Question About Chinese Dao & Huang Fu Book

Post by bond_fan » Tue Dec 04, 2012 11:04 pm

Hi All!

I don't know if any forum members can read Chinese, but I was wondering if someone might be able to tell me what Huang Fu is talking about on page 193 of his book, Iron and Steel Swords of China, regarding the dao with the ba qua style guard?

Image

Your help is greatly appreciated!

Thanks!

bond_fan
Rank: Chang San feng
Rank: Chang San feng
Posts: 153
Joined: Sun Sep 16, 2007 7:45 am
Location: CA, USA

Re: Question About Chinese Dao & Huang Fu Book

Post by bond_fan » Mon Dec 10, 2012 1:06 am

Ok guys I e-mailed all my contacts and one of my friends told me her Beijing Mandarin teacher and other friend helped provide the below translations of both swords:

Baqua Dao:

Waist Sword with Inlaid Silver Decoration of Multi-treasure and Bagua in Guard from Early mid-Qing dynasty

This sword is made in the shape of a wild goose feather, with the sword tip in the shape of a baby wild goose feather. It has a thin body with broad blade. The body is flat with no raised spine back. The sword body has four grooves, with two thick and two thin, with one of them dotted with seven holes. The sword guard is in the shape of a bagua, made in iron but inlaid with silver, decorated with delicate and beautiful design of multi-treasure. The pommel and handle were both made in iron. The shield has been missing.

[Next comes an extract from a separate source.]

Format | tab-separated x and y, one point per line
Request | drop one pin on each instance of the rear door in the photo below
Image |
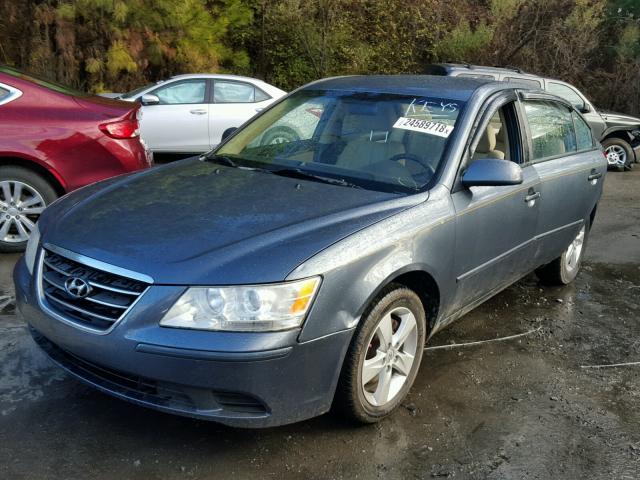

Shape of a wild goose feather; tip in shape of baby wild goose feather; flat with no raised back; with four grooves in the body;
Guard in the shape of a bagua, made in iron but inlaid with silver, delicate and beautiful design of multi-treasure;
Pommel and handle made in iron; shield missing;
Waist sword inlaid with silver decoration of multi-treasure and gagua in guard from Early mid-Qing dynasty.

Goose Plume Dao:

Mid-Early Qing Dynasty ‘Intricate Silver Variegated Decorative Design Eight Trigram Cross-Guard Waist Sabre’
This Sabre is shaped like a ‘Goose Plume Sabre’ with a small ‘Goose Plume Sabre’ head, wide blade, thin body and un-ridged. Four ‘Blood Grooves’ have been opened on the Blade, two thick and two thin. One of the segmented grooves has been dotted in bronze to represent the ‘Big Dipper’ Constellation. The exquisite Eight-Trigram Cross-Guard is meticulously made of Iron and interlocked with intricate silver in Variegated Ripple design. The Pommel and Hilt are made of iron and the scabbard is missing.

1. This Sabre is shaped like a ‘Goose Plume Sabre’ with a small ‘Goose Plume Sabre’ head, wide blade, thin body and un-ridged.
2. The exquisite Eight-Trigram Cross-Guard is meticulously made of Iron and interlocked with intricate silver in Variegated Ripple design.
3. Close up of the Hilt. The Pommel and Hilt are made of iron and the scabbard is missing.
4. Mid-Early Qing Dynasty Intricate Silver Variegated Ripple Eight Trigram Cross-Guard Waist Sabre.

‘Magpie on Branch’ Relief Bronze Decorated Sabre
This Sabre is 69 Centimeter long, 0.7 Centimeter thick. Several ‘Blood Grooves’, both long and short has been opened on both sides of the blade with a thin Fuller running down the middle. The workmanship is careful and neat, the sabre has an easy and graceful poise with supreme weight distribution and hand feel. The scabbard is missing but the hilt is well preserved. The grip is thick and solid, 10 magpies have been relieved on the Pommel, cross-Guard and Grip with breathtaking craftsmanship. This sabre is a showcase of the pinnacle of Chinese civilian sword-making in the Mid-Early Qing Dynasty but could also possibly be an officially crafted sabre.